Just a little bit of history. When the children would see the "Rolling Store” the cry would go up and down the road letting everyone know that the rolling store was coming and that you better come “quick’. The driver of the truck would be blowing his horn to get everyone’s attention. Everyone on the farms would be so excited because they knew they were going to get something off that Rolling Store or they were going to be able be see what they would wish for the next time he came through.

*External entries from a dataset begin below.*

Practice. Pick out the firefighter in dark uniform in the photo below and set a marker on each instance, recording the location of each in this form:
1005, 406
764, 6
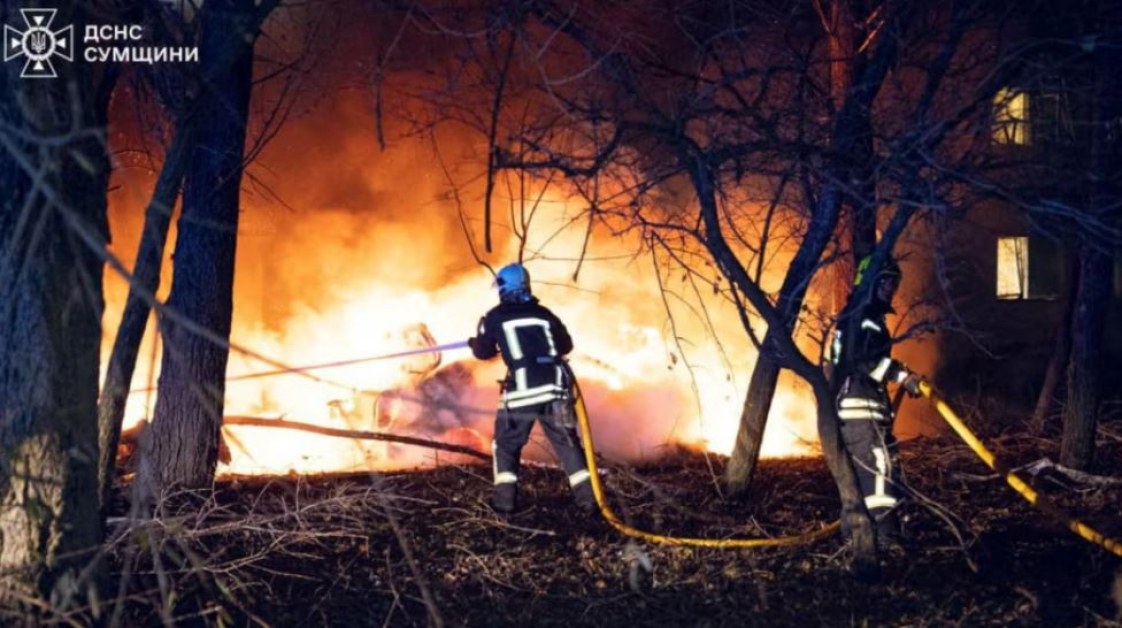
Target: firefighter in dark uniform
532, 341
863, 367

In the past, rural areas in Arkansas were populated with families on small farms or they were sharecroppers or field laborers. Many of the farmers operated a commissary on their farms to insure the hands had the essential flour, cornmeal, soda, baking power, and salt meat. During these times, the Rolling Store merchants were fairly abundant throughout the state, sell ing their wares on dusty dirt roads through the countryside before World War II. While most people still made periodic trips to town for supplies, the rolling store was an added convenience to them and a necessity for those who were not able to get ¡n to town to shop. The store went through the countryside on Saturday’s in this area to take advantage of payday.
It was common for people who ran Rolling Stores to swap out merchandise for common farm goods such as eggs, chickens, pecans and maybe shelled corn or vegetables. The Rolling Store had cages attached to the truck to hold the chickens that were bartered for and soon to be sold further down the road. People tended to buy staples like flour, salt, baking powder, canned goods, pots and pans, kerosene, ‘drum” fish, and sewing needles. Hardware such as nails, screws, and tools were always carried and sold. Fresh meat was a real treat for them and was occasionally carried on the truck. One of the biggest treats was stick candy.
The “Rolling Store" provided a slice of life to those who could not get to the nearest town.